Traditional Japanese footwear suited this environment admirably. It also responded to religious and cultural influences. In the sixth century, under the influence of Buddhist teachings against animal slaughter, wooden clogs
called geta replaced leather shoes and boots outdoors. (Even now, many leather workers are descendants of the former pariah caste of burakamin, to whom this trade was reserved.) Geta, unlike Western clogs, are flat platforms supported by two transverse blocks between two and four inches high placed far enough back so that the front end can tip forward. They were more elegant versions of the wooden
planks fastened by rice straw straps that rice paddy workers had already been using for hundreds of years. Two cloth strips forming a V are fastened at the sides toward the rear of the geta and meet between the first and second toes. Geta raise the wearer above mud and puddles, originally protecting the hem of the kimono, the universal outer garment of men and women alike. Sizes were standard for
men and women, and even left and right geta were interchangeable, as the forward point of the V was in the center of each platform, not toward the body’s center where the toes would naturally lie. Men’s zori and geta were (and are) square, while women’s had rounded corners. While some women’s geta were luxuriously fitted with sole coverings of plaited rushes and rich fabric thongs, male counterparts
could be so similar to one another in size and appearance that drunken dinner guests often walked off with the wrong pair. The best geta were carved from a single block of pawlonia wood, sometimes covered with tatami (bamboo) insoles; others were assembled with tongues and grooves. Far from declining with industrialization, geta became affordable for most poor Japanese with nineteenth-century
machine production. But artisanal techniques survived.
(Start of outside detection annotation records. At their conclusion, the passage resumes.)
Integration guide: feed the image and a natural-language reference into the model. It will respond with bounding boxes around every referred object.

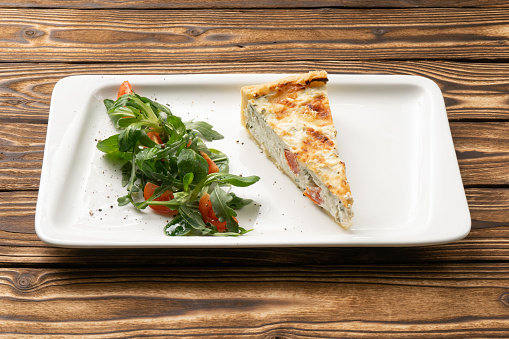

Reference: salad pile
[97,81,260,236]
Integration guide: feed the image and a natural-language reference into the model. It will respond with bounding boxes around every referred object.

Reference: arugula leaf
[205,173,260,187]
[118,123,141,152]
[210,185,239,233]
[179,205,210,233]
[97,82,260,236]
[209,148,230,173]
[227,192,253,210]
[96,134,131,160]
[177,148,209,181]
[164,215,193,237]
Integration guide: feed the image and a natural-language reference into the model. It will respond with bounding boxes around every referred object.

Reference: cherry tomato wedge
[117,81,134,99]
[198,193,238,232]
[200,151,219,174]
[304,186,323,205]
[285,150,299,175]
[143,182,178,215]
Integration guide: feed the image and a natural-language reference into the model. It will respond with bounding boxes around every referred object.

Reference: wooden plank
[0,188,509,267]
[0,123,47,190]
[0,122,509,190]
[0,263,509,338]
[450,122,509,187]
[2,0,508,9]
[0,61,509,123]
[0,8,509,62]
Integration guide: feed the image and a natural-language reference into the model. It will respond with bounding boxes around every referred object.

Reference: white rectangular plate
[35,74,471,247]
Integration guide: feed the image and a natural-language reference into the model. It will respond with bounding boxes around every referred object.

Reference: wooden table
[0,0,509,338]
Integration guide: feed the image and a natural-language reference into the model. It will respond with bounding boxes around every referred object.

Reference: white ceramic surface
[35,74,471,247]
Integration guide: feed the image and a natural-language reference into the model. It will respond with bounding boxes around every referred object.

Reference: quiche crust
[241,71,353,229]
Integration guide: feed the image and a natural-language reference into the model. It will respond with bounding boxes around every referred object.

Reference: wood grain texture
[450,122,509,188]
[0,61,509,123]
[0,264,509,338]
[2,0,509,9]
[0,188,509,267]
[0,8,509,63]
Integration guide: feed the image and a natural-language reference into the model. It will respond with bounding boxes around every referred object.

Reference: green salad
[97,81,260,236]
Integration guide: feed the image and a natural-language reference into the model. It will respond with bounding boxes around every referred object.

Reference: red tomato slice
[200,151,219,174]
[147,132,163,144]
[143,182,178,215]
[198,193,239,232]
[285,150,299,174]
[304,186,323,205]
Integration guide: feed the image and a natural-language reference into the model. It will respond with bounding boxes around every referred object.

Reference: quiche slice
[241,71,353,229]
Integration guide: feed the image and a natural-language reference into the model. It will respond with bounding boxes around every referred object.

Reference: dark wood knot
[187,27,203,36]
[499,292,509,307]
[23,28,44,38]
[371,28,387,37]
[16,273,36,290]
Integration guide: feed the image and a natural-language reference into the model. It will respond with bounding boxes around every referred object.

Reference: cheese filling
[244,101,353,228]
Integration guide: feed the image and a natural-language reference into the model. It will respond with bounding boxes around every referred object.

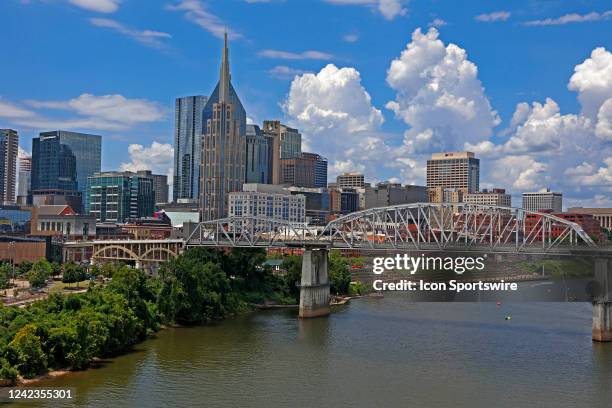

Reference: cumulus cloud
[68,0,121,13]
[119,142,174,186]
[166,0,242,39]
[567,47,612,118]
[89,18,172,48]
[257,50,333,60]
[324,0,408,20]
[474,10,512,23]
[386,28,500,153]
[523,10,612,26]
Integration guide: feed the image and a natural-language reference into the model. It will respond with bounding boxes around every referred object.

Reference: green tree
[28,263,50,288]
[7,323,47,378]
[62,262,85,287]
[0,263,13,289]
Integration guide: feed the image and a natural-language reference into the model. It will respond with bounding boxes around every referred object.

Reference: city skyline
[0,1,612,207]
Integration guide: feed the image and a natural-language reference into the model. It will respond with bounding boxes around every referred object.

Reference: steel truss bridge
[185,203,597,254]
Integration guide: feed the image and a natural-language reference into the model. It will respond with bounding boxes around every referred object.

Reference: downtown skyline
[0,0,612,206]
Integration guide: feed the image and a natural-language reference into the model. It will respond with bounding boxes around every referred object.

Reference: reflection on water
[8,295,612,408]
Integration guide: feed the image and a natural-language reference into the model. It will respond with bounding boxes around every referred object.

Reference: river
[7,294,612,408]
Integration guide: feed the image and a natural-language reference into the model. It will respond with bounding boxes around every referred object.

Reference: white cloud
[427,18,447,28]
[68,0,121,13]
[342,34,359,43]
[567,47,612,118]
[268,65,306,79]
[523,10,612,26]
[474,10,512,23]
[119,142,174,190]
[257,50,333,60]
[386,28,500,153]
[595,98,612,142]
[166,0,242,39]
[324,0,408,20]
[0,94,166,130]
[565,156,612,187]
[89,18,172,48]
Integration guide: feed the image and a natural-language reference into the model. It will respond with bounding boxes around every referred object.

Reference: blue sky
[0,0,612,205]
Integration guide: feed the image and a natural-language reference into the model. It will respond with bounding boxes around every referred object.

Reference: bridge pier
[593,258,612,341]
[299,246,329,317]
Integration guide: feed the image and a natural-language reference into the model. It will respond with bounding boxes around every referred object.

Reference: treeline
[0,248,350,382]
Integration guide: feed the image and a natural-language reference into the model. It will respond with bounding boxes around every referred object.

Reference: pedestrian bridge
[185,203,596,254]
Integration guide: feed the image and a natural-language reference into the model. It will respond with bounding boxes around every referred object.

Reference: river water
[8,295,612,408]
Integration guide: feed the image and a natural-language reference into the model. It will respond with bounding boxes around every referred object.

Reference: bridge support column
[299,246,329,317]
[593,258,612,341]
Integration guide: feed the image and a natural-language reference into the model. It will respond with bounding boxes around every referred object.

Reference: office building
[427,152,480,193]
[172,95,208,201]
[263,120,302,184]
[136,170,169,204]
[0,129,19,204]
[88,171,155,222]
[245,125,272,183]
[31,130,102,212]
[17,156,32,205]
[280,153,327,188]
[365,181,428,208]
[523,189,563,213]
[200,33,246,221]
[336,173,365,188]
[567,207,612,233]
[229,184,306,223]
[463,188,512,207]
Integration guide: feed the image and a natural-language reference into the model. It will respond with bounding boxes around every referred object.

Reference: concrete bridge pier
[593,258,612,341]
[299,246,329,317]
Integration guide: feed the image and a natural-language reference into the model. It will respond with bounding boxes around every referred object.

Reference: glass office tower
[172,95,208,201]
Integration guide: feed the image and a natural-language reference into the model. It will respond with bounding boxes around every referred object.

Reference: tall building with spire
[200,33,246,221]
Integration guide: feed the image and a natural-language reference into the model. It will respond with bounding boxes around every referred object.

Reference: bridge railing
[187,203,595,252]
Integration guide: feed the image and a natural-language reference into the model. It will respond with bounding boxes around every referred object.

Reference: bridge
[185,203,612,341]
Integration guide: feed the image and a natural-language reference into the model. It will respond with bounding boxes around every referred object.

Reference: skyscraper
[172,95,208,201]
[246,125,271,184]
[17,156,32,204]
[0,129,19,203]
[200,33,246,220]
[88,171,155,222]
[263,120,302,184]
[427,152,480,193]
[31,130,102,212]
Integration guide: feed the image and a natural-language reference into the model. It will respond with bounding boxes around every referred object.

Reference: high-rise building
[246,125,272,183]
[336,173,365,188]
[463,188,512,207]
[365,181,428,208]
[17,156,32,204]
[427,152,480,193]
[229,183,306,223]
[280,152,327,188]
[263,120,302,184]
[31,130,102,212]
[88,171,155,222]
[0,129,19,204]
[200,33,246,220]
[523,189,563,213]
[136,170,169,204]
[172,95,208,202]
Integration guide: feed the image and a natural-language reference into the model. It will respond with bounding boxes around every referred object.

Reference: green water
[7,295,612,408]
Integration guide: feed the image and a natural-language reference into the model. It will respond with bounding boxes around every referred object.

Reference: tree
[62,262,85,287]
[28,263,50,288]
[7,323,47,378]
[0,263,13,289]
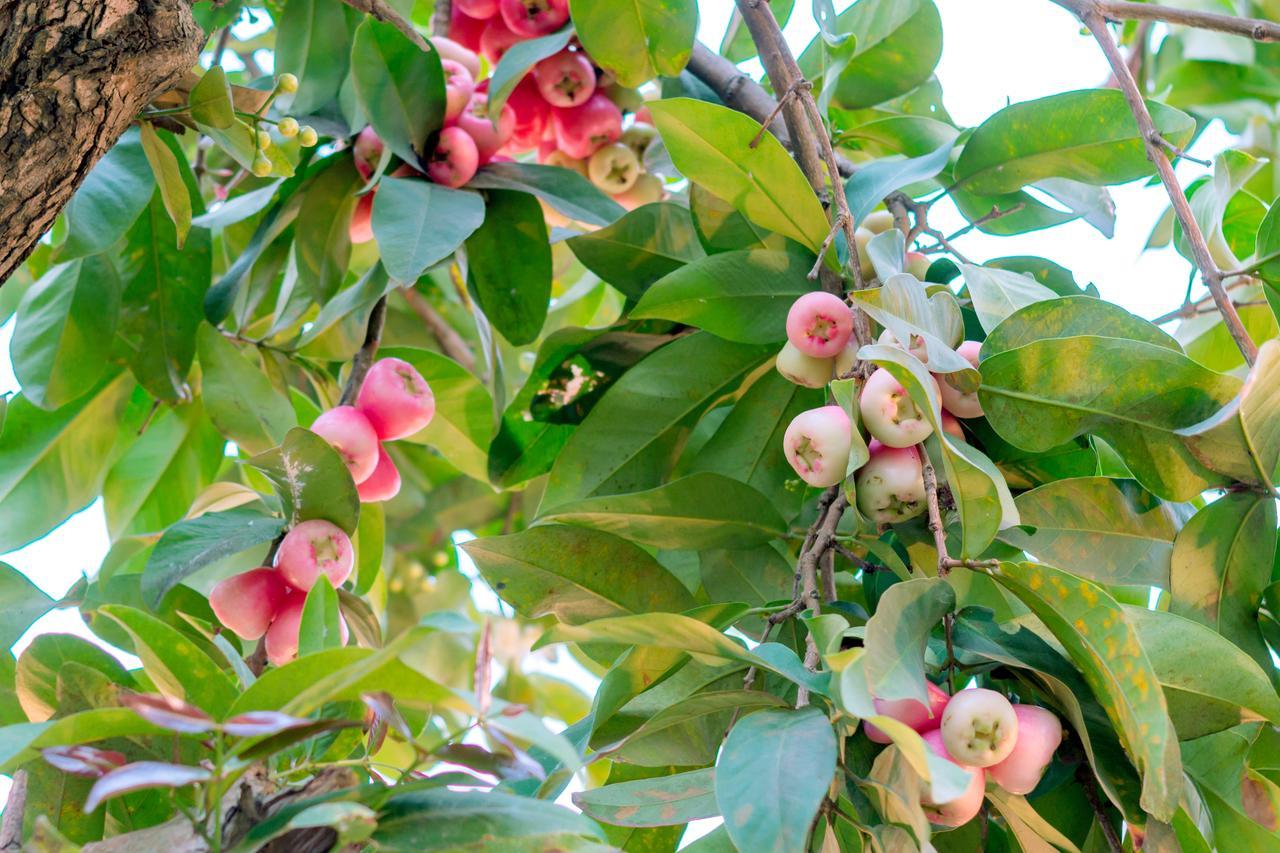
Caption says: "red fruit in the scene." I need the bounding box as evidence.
[275,519,355,592]
[498,0,568,38]
[987,704,1062,794]
[920,729,987,826]
[356,447,399,503]
[449,4,488,50]
[863,681,951,743]
[356,359,435,442]
[782,406,852,487]
[440,59,476,122]
[934,341,982,418]
[854,438,925,524]
[266,590,349,666]
[351,127,383,181]
[787,291,854,359]
[311,406,378,483]
[552,92,622,160]
[453,0,498,18]
[534,50,595,106]
[348,191,374,243]
[941,688,1018,767]
[209,566,288,639]
[480,18,525,65]
[458,92,516,163]
[426,127,480,188]
[859,368,933,447]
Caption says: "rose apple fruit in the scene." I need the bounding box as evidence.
[854,438,925,524]
[275,519,353,592]
[987,704,1062,795]
[941,688,1018,767]
[356,359,435,442]
[782,406,854,487]
[209,566,289,640]
[858,368,933,447]
[920,729,987,826]
[787,291,854,359]
[311,406,378,483]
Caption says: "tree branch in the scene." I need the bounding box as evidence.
[338,296,387,406]
[1053,0,1258,365]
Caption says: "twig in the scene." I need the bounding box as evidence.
[338,296,387,406]
[1053,0,1259,365]
[401,287,476,370]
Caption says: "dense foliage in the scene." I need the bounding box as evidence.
[0,0,1280,853]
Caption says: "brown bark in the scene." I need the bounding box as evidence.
[0,0,205,283]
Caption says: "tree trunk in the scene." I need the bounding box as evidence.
[0,0,205,284]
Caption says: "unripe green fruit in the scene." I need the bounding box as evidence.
[777,341,833,388]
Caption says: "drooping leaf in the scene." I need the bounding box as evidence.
[650,99,831,251]
[570,0,698,87]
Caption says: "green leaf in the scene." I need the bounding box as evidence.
[275,0,352,115]
[858,345,1018,557]
[372,177,485,284]
[573,767,719,826]
[955,88,1196,195]
[99,605,239,719]
[0,374,141,553]
[1124,606,1280,740]
[380,347,494,482]
[0,562,54,649]
[1180,339,1280,488]
[141,122,193,248]
[800,0,942,109]
[298,575,343,654]
[845,136,955,223]
[462,524,694,625]
[102,402,227,540]
[119,192,212,402]
[960,264,1059,334]
[186,65,236,128]
[467,190,552,346]
[370,788,604,853]
[1000,476,1181,588]
[631,248,814,343]
[9,255,120,409]
[982,296,1180,359]
[978,336,1239,501]
[142,506,284,604]
[541,333,767,511]
[467,163,626,225]
[566,202,707,300]
[864,578,956,704]
[716,707,836,850]
[248,427,360,534]
[60,127,156,258]
[650,97,831,251]
[350,17,444,165]
[197,323,297,453]
[570,0,698,88]
[993,562,1183,821]
[489,24,573,122]
[539,473,787,549]
[1169,492,1276,669]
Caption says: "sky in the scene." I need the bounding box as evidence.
[0,0,1231,824]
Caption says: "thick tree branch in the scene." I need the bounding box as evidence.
[1053,0,1258,365]
[0,0,205,283]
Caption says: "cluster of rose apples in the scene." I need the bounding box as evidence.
[209,359,435,666]
[777,292,982,524]
[863,683,1062,826]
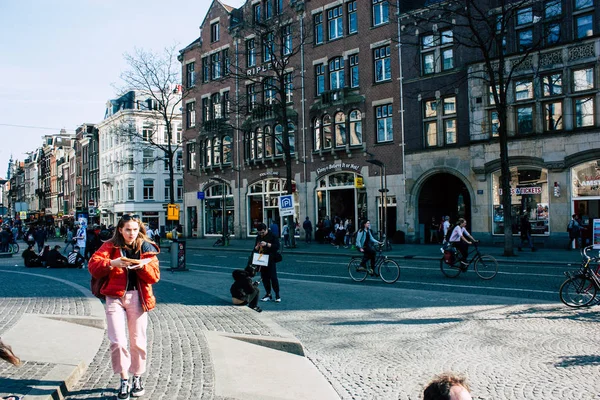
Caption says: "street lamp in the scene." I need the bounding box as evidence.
[209,177,229,246]
[367,159,388,240]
Well into the twentieth century, craft shop owners traveled deep into Japan’s mountain forests to buy whole pawlonia trees for the best-quality geta.
19

Other footwear needed no quest for rare materials; it recycled common ones. The original Japanese sandals,
waraji
, made of rice straw, appeared even earlier than geta, about two thousand years
ago, as rice was becoming a staple of the Japanese diet. Like their yucca counterparts in the New
World, they were one of history’s most stunningly economical items of costume. Rice straw, a waste product of food production, became both a practical and a religious item. Shinto shrines have sacred straw ropes. Straw was the material of the roofs and mats of traditional houses, raincoats, and rain
hats. Woven straw matting, bound with straw rope, secured food products in transit. And the same renewable straw was woven into
waraji
sandals with a twisted straw cord passing through loops at either side of the foot and heel and secured at the ankle. (An immense straw
waraji
, supported by more than twenty bearers, was recently dedicated to Tokyo’s Sensoji temple, as an embodiment of the protection
of the nation.) In the ninth century, a new kind of straw sandal was introduced, the zori, following the V pattern of geta. Rush, bamboo sheaths, and other economical materials were often used instead of straw. While
waraji
remained country work footwear, zori ultimately were produced with many variations of design and workmanship, including luxurious white brocaded silk wedding models and others
with double rice-straw soles presented by the fiancé’s family to the bride-to-be on their betrothal.